Editing is a lot like raising teenagers. And I’m not referring to the popular admonishment that you kill your darlings (tempting as it may sometimes be if you’ve ever had to live with a teenager).
What I’m talking about is the relentless striving towards absolute perfection. You want your precious creation to make a good impression and be successful. You correct. You tweak. You refine. But at some point you have to step back and let the work stand on its own, just like with teenagers. If you don’t then you may wind up with a rebellious, incomprehensible, disastrous mess that you’ll insist is the work of alien abduction. Again, just like with teenagers.
But when is enough? The million dollar question that comes with just a two cent answer—there is no answer. Much of it depends on your experience as a writer. If you’ve already had some success as a writer, three or four drafts may do. If you are attempting a novel for the first time, ten drafts may still seem insufficient.
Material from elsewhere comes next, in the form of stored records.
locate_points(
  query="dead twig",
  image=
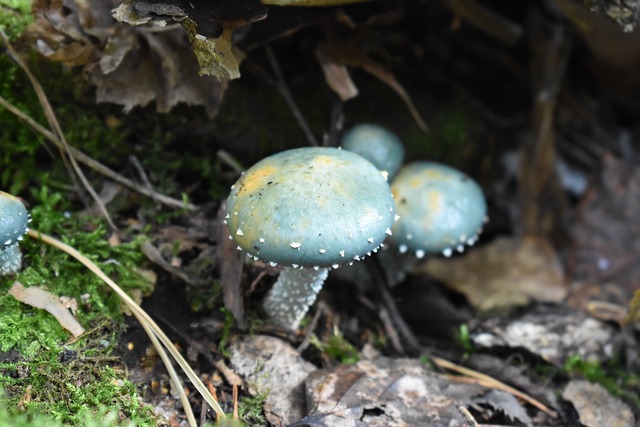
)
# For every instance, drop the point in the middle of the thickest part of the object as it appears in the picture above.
(281, 84)
(476, 377)
(379, 280)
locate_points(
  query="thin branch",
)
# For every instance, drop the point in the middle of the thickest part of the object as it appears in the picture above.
(286, 94)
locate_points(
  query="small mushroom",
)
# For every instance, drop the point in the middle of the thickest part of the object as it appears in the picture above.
(14, 220)
(441, 209)
(308, 210)
(376, 144)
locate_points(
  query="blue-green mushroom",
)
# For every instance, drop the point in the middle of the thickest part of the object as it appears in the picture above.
(441, 209)
(376, 144)
(14, 221)
(308, 210)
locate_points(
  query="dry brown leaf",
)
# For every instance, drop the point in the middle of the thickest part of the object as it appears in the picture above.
(130, 66)
(385, 392)
(508, 272)
(39, 298)
(270, 364)
(554, 333)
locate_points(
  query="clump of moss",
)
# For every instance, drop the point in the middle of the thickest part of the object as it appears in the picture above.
(71, 387)
(45, 374)
(15, 16)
Anyone who has ever raised more than one child will agree it’s a very different experience between the first born and the last. That’s because we learn, we grow, and we gain experience and confidence.
Ask yourself “Have I made my point? Is my message clear? Is the writing as compelling as I can make it?” If the answer is yes, then it’s probably time to pack it up and send it off to an editor for a final polish, just like sending your teenagers off to college. You’ve taught them all you know about integrity, compassion, doing laundry, and not letting their underwear show in public. So knowing this is the natural progression of life, you bravely leave them waving back at you from the curb of their strange new world. Your writing must go through its stages of life as well, or else it too will end up living in your basement for the next thirty years, taking up space and making pointless demands on your time.
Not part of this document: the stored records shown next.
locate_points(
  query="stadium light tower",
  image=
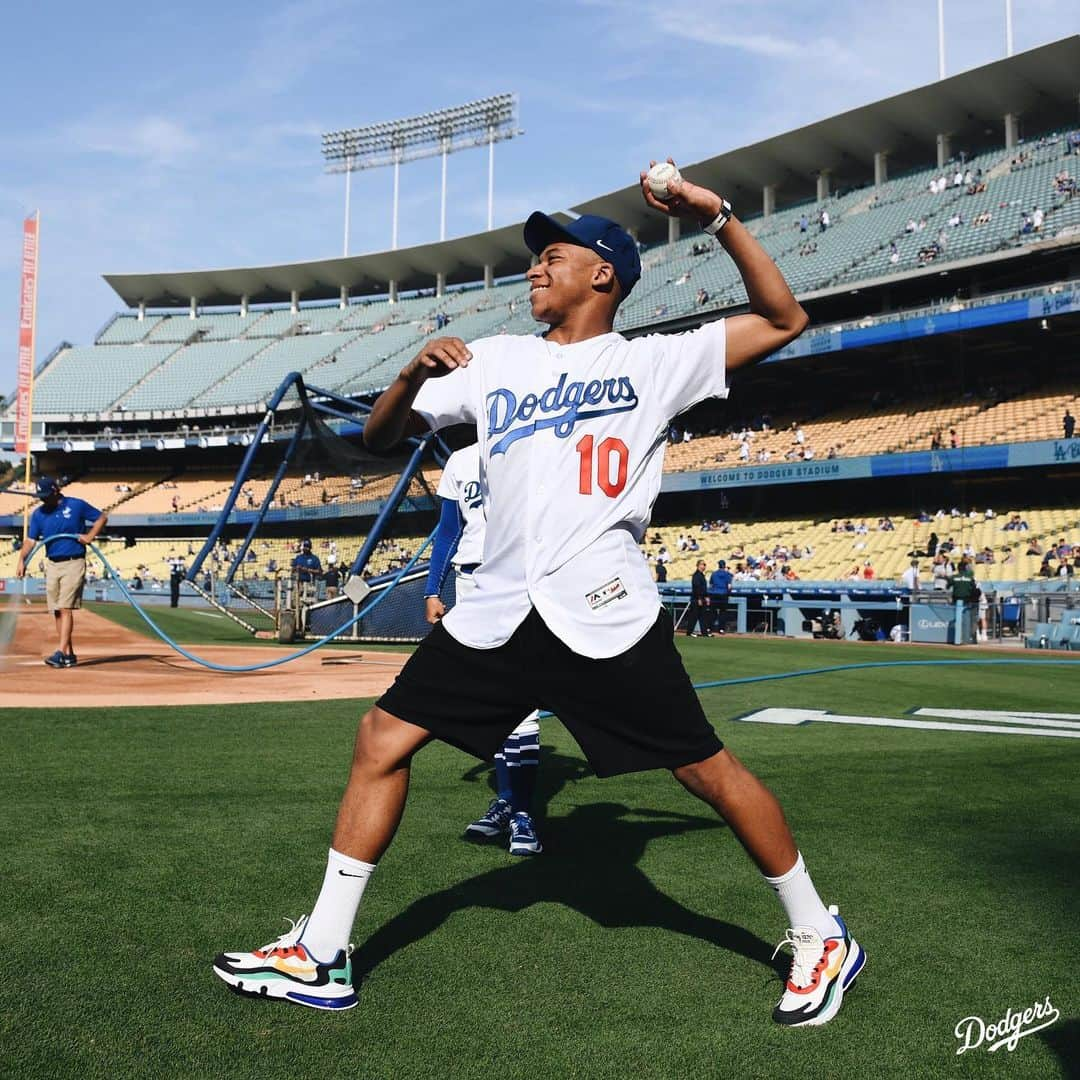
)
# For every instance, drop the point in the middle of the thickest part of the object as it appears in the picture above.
(487, 121)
If you find yourself fretting over sentence structure or word choice, but the meaning remains the same, unless it makes the wording more rhythmically or phonetically appealing, then it’s time to let it go. The truth is no word holds exactly the same meaning, or more importantly emotion, for every reader. Most people love cheesecake. I once got food poisoning and the last thing I had eaten was cheesecake. Trust me, cheesecake conjures a different emotion for me than it does for most. Make the best choice you can and then let it go.
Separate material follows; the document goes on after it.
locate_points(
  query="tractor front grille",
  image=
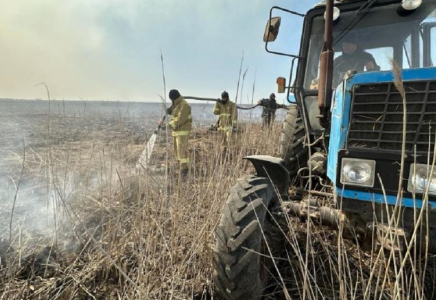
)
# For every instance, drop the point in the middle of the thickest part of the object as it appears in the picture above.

Remind yourself that it is not about perfection. Your teenagers won’t be perfect when they leave home, but that doesn’t mean they won’t be able to do good works or benefit society. You may be a gifted writer, but you will still not be able to achieve absolute perfection. By setting that unrealistic goal you deprive the world of hearing what you have to say. Do the best you can, strive for excellence, and let God bring about the perfection.
And just like with teenagers, the letting go just may teach you a little something about yourself.